Dinero, vanidad
y poder no hacen feliz al hombre.
Los auténticos tesoros, las
riquezas que cuentan, son el amor, la paciencia, el servicio a los demás y
la adoración a Dios.
No atesoréis para vosotros tesoros en la
tierra, donde la polilla y la carcoma los roen y donde los ladrones abren
boquetes y los roban. Haceos tesoros en el cielo, donde no hay polilla ni
carcoma que los roen, ni ladrones que abren boquetes y roban. Porque donde está
tu tesoro allí está tu corazón». (Mateo 6, 19-23).
No acumuléis tesoros
en la tierra. Es un consejo de prudencia. Tanto que Jesús añade: «Mira que esto
no sirve de nada, no pierdas el tiempo».
Son tres, en particular, los
tesoros de los cuales Jesús pone en guardia muchas veces:
El primer tesoro es el oro, el dinero, las riquezas. Y, en efecto, «no estás
a salvo con este tesoro, porque quizá te lo roben. No estás a salvo con las
inversiones: quizá caiga la bolsa y tú te quedes sin nada. Y después dime: un
euro más ¿te hace más feliz o no?. Por lo tanto, las riquezas son un tesoro
peligroso. Cierto, pueden también servir «para hacer tantas cosas buenas»,
por ejemplo: para poder llevar adelante la familia. Pero, si tú las acumulas
como un tesoro, te roban el alma. Por eso Jesús en el Evangelio vuelve sobre
este argumento, sobre las riquezas, sobre el peligro de las riquezas, sobre el
poner las esperanzas en ellas.
El segundo tesoro del que habla el Señor «es la vanidad», es decir, buscar
"tener prestigio, hacerse ver". Jesús condena siempre esta actitud: Pensemos en
lo que dice a los doctores de la ley cuando ayunan, cuando dan limosna, cuando
oran para hacerse ver. Por lo demás, tampoco la belleza sirve, porque también...
se acaba con el tiempo.
El orgullo, el poder, es el tercer tesoro que Jesús indica como inútil y
peligroso. Una realidad evidenciada en la primera lectura de la liturgia tomada
del segundo libro de los Reyes (11, 1-4. 9-18. 20), donde se lee la historia de
la «cruel reina Atalía: su gran poder duró siete años, después fue asesinada».

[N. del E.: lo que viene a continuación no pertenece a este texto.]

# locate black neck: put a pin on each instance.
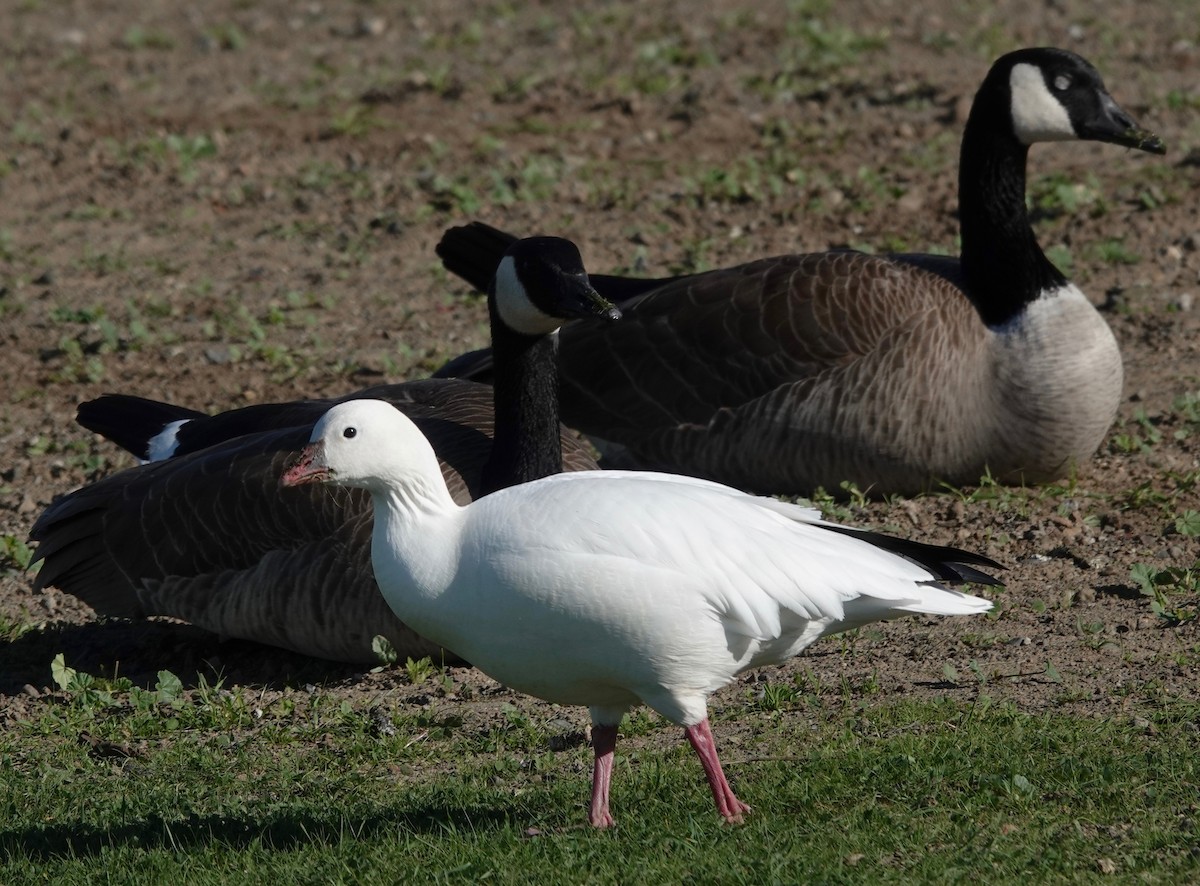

En fin, «tú estás ahí y mañana caes», porque «el poder acaba: cuántos grandes,
orgullosos, hombres y mujeres de poder han acabado en el anonimato, en la
miseria o en la prisión...».
He aquí, pues, la esencia de la enseñanza de
Jesús: «¡No acumuléis! ¡No acumuléis dinero, no acumuléis vanidad, no acumuléis
orgullo, poder! ¡Estos tesoros no sirven!».
Más bien son otros los
tesoros para acumular. Hay un trabajo para acumular tesoros que es bueno». Lo
dice Jesús en la misma página evangélica: «Donde está tu tesoro allí está tu
corazón».
Este es precisamente «el mensaje de Jesús: tener un
corazón libre». En cambio «si tu tesoro está en las riquezas, en la
vanidad, en el poder, en el orgullo, tu corazón estará encadenado allí, tu
corazón será esclavo de las riquezas, de la vanidad, del orgullo».
Un
corazón libre se puede tener sólo con los tesoros del cielo: el amor, la
paciencia, el servicio a los demás, la adoración a Dios. Estas «son las
verdaderas riquezas que no son robadas». Las otras riquezas —dinero, vanidad,
poder— «dan pesadez al corazón, lo encadenan, no le dan libertad».
Hay
que tender, por lo tanto, a acumular las verdaderas riquezas, las que «liberan
el corazón» y te hacen «un hombre y una mujer con esa libertad de los hijos de
Dios». Se lee al respecto en el Evangelio que «si tu corazón es esclavo, no será
luminoso tu ojo, tu corazón».
Un corazón libre es un corazón luminoso,
que ilumina a los demás, que hace ver el camino que lleva a Dios, que no está
encadenado, que sigue adelante y además envejece bien, porque envejece como el
buen vino: cuando el buen vino envejece es un buen vino añejo. Al contrario, el
corazón que no es luminoso es como el vino malo: pasa el tiempo y se echa a
perder cada vez más y se convierte en vinagre.
Pidamos al Señor para que
nos dé esta prudencia espiritual para comprender bien dónde está mi corazón, a
qué tesoro está apegado. Y nos dé también la fuerza de «desencadenarlo», si está
encadenado, para que llegue a ser libre, se convierta en luminoso y nos dé esta
bella felicidad de los hijos de Dios, la verdadera libertad».